UN Set Sights On Exit Strategy For DR Congo Peacekeeping Mission
The UN Security Council agreed Friday to extend the huge peacekeeping operation in the Democratic Republic of Congo until December to allow time for a withdrawal plan to be drawn up.
The council unanimously adopted a French-drafted resolution that asked Secretary-General Antonio Guterres to present a strategic review no later than October on a "phased, progressive and comprehensive exit strategy."
The move to draw down the mission known as MONUSCO followed presidential elections that ended Joseph Kabila's rule and raised prospects for stability in the vast mineral-rich country.
The 16,000-strong MONUSCO mission -- the UN's biggest and costliest with an annual budget of over $1 billion -- has been present in the DR Congo for 20 years, with a particular focus on the conflict-riven east.
The council extended MONUSCO's mandate to December 20 and kept the troop ceiling unchanged, even though Guterres had proposed cuts in a report to the council earlier this month.
Kabila had repeatedly called for the peacekeepers to leave and relations with the UN had soured by the end of his term, but his successor, Felix Tshisekedi, has offered to cooperate with the United Nations.
While Tshisekedi has also called for a withdrawal plan, he has said the peacekeeping force must be "reduced and better armed and prepared" to fight the rebel and militia groups that wreak havoc in many parts of the country.
Negotiations on an exit strategy come as the United States, the number one financial contributor to UN peacekeeping, is seeking to reduce its share of the UN budget for peace operations.

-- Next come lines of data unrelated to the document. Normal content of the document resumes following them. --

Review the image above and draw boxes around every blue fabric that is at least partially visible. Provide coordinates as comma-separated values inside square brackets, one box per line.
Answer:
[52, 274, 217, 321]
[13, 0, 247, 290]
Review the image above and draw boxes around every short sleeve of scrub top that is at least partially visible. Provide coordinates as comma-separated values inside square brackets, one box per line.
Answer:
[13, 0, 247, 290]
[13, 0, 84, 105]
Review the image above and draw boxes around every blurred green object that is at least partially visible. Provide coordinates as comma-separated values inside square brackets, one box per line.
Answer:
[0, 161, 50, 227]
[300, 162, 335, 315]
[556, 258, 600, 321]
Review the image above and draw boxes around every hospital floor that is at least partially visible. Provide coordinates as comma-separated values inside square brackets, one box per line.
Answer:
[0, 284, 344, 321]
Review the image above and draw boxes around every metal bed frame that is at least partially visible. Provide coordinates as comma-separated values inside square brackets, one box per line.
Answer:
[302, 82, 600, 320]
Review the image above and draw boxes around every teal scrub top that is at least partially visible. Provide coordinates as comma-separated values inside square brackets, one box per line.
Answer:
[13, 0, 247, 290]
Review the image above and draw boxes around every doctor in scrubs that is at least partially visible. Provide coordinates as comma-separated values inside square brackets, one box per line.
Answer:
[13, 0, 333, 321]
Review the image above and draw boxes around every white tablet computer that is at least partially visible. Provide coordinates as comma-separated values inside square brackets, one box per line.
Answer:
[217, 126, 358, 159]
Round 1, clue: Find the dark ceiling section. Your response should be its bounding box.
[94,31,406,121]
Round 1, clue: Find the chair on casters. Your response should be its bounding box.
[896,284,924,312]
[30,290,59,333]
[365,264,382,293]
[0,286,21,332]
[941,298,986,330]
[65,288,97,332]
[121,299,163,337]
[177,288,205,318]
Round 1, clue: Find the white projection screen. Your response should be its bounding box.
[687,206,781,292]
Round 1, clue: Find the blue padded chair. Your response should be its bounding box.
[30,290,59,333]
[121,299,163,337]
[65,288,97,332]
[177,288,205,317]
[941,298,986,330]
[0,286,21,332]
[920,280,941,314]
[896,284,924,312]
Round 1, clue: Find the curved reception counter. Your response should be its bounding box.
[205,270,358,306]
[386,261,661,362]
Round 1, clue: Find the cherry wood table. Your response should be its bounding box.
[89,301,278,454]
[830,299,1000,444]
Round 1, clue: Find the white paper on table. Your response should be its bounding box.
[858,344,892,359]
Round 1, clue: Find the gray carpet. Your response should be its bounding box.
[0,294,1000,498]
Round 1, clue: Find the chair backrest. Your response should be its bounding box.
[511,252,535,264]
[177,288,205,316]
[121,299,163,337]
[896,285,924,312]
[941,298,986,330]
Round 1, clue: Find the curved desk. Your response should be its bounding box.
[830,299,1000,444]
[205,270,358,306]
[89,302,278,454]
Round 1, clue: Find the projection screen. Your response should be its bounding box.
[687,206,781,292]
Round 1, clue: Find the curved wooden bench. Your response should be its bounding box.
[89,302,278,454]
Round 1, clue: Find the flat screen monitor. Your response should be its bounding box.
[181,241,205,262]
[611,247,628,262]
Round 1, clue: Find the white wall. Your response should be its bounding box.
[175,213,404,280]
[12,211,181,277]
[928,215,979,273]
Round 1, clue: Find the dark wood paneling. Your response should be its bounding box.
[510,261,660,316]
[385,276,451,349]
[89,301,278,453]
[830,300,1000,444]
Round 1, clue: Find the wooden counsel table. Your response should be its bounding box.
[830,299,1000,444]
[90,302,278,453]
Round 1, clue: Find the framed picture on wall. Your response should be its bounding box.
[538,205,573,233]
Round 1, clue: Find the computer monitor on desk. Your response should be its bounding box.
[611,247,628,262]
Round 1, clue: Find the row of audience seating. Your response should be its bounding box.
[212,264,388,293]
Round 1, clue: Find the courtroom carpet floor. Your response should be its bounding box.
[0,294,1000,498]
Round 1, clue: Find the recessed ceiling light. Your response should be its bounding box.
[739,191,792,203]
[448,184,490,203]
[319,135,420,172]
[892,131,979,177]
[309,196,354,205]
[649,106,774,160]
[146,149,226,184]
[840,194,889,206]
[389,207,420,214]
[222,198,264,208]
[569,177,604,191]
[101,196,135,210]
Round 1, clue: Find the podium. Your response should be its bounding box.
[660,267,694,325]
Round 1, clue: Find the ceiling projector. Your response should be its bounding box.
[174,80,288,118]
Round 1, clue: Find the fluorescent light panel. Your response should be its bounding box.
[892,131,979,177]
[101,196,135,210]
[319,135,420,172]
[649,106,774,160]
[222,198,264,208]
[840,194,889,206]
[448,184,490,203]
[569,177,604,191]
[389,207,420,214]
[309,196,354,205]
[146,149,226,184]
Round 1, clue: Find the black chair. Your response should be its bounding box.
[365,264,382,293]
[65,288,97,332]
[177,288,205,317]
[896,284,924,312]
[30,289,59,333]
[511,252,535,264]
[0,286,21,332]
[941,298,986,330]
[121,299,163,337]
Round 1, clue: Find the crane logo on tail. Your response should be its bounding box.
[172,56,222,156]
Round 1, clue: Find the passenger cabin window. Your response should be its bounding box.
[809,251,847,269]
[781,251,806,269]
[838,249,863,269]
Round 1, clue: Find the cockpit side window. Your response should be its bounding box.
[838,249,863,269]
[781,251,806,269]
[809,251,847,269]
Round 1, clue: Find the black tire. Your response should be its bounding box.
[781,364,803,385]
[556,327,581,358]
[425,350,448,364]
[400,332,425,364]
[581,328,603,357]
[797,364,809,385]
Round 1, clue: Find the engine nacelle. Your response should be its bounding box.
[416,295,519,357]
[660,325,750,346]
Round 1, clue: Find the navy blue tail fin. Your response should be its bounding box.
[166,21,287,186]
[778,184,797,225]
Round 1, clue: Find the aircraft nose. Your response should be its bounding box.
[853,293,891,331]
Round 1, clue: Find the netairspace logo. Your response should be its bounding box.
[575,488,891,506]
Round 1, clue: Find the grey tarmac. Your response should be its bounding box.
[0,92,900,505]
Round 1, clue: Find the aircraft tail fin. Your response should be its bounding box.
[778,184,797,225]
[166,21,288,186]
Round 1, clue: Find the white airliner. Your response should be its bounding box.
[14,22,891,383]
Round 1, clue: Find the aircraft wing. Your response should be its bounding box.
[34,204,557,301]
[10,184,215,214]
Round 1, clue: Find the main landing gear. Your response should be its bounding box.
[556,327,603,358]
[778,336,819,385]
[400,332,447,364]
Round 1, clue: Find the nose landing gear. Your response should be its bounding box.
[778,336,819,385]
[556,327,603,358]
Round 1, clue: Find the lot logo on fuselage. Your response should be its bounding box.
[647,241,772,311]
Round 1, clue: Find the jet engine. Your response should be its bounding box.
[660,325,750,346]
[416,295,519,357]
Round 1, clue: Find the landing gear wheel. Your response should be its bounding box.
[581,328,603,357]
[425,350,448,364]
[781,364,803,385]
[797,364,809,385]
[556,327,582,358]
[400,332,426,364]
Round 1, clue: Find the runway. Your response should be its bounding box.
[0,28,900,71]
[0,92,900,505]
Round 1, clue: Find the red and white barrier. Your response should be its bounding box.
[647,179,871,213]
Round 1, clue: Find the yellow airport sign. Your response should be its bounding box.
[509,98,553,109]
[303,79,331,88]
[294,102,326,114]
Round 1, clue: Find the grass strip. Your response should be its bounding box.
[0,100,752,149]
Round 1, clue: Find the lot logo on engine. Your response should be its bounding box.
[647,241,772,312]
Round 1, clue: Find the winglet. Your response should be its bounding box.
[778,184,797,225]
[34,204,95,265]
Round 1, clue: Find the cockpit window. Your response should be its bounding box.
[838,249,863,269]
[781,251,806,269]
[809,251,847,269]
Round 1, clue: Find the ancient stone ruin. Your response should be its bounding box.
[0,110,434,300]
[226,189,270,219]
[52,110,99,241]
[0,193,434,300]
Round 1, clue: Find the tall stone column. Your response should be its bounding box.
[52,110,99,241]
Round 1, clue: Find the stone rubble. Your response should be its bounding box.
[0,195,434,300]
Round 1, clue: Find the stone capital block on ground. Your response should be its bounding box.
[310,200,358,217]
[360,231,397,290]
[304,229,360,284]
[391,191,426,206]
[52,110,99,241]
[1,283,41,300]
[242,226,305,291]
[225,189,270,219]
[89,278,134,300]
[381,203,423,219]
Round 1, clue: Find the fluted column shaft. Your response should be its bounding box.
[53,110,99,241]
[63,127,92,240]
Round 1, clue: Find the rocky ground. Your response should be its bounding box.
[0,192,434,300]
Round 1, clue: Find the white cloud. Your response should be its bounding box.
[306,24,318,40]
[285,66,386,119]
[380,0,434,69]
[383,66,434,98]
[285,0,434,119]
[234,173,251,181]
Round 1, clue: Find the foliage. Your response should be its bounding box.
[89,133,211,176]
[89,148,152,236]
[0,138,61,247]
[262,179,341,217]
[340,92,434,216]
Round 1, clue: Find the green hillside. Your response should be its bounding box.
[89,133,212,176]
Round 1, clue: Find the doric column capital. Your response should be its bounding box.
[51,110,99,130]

US national security advisor John Bolton in December said the United States will seek to wind down long-running UN peacekeeping missions that do not bring long-term peace.
The United States in December announced that it would cap its contribution to the peacekeeping budget to 25 percent, down from the current level of 28.5 percent.
In the resolution, the council welcomed the peaceful holding of elections in the DR Congo but said it remained "deeply concerned by the persistent high levels of violence" and human rights violations.
It also expressed "grave concern" at the recent outbreak of Ebola that has killed more than 600 people, and the growing number of Congolese displaced by conflict including 2.1 million in 2018 alone.